Another time, Barbato, a Connecticut native and former pro golfer, recognized a first-time customer as a Tampa Bay Lightning player.
"Do you play hockey?" he inquired of the Bolts' Marc-Andre Bergeron, who had discovered Frostings Etc. cupcakes when the wife of teammate Adam Hall brought them to a party given by a fellow Bolt, Vinny Lecavalier.
With the ability to print and affix edible-icing logos and more on cupcakes, Frostings Etc. is marketing its wares to those seeking a personalized dessert for company functions. A recent order: 350 cupcakes bearing the IBM logo.
"That's where the business is," Barbato said. "Every time a box (of cupcakes) goes somewhere, we get customers off of them," Tabasco adds.

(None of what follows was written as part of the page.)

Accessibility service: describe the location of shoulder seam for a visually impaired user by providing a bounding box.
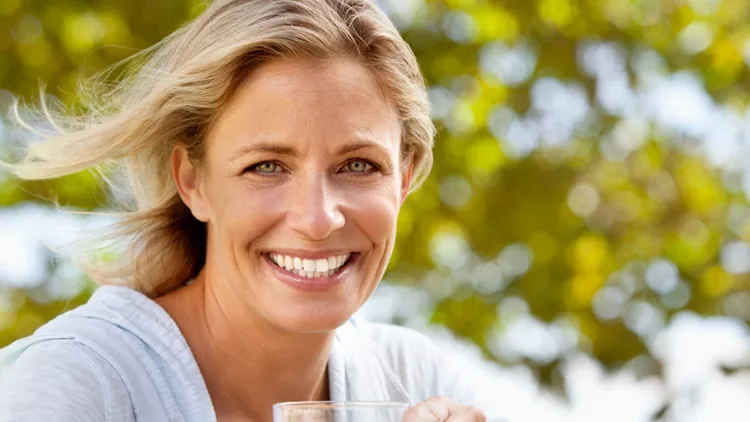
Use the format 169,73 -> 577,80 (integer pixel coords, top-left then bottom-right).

Three top awards, including "best chocolate cupcake" at this year's three-day Festival of Chocolate at the Museum of Science & Industry attracted future customers from as far as Lakeland, she said.
The partners are working to become the preferred vendor of area hotels and restaurants, especially ones popular for wedding receptions, like the Rusty Pelican. And, after many brides purchasing cupcakes inquired where to turn for a wedding cake, Tabasco hired a cake decorator to help with full-size versions of her many recipes.
Unlike many business owners, Barbato doesn't dream of franchising - too much would be lost in translation. "I like what we've developed here," he said. "We have uniqueness here with Sharon and her touch."
He does envision expanding to 10 workers a payroll that now includes a couple part-time employees, and possibly leasing a second site for baking more cupcakes.
He said SBA loans like the one he was granted are critical. "Without that, we wouldn't have gotten started," he said. "In order for this economy to turn around, they have to see an increase in small businesses. We're creating jobs."
Economically, perhaps, that takes the cake.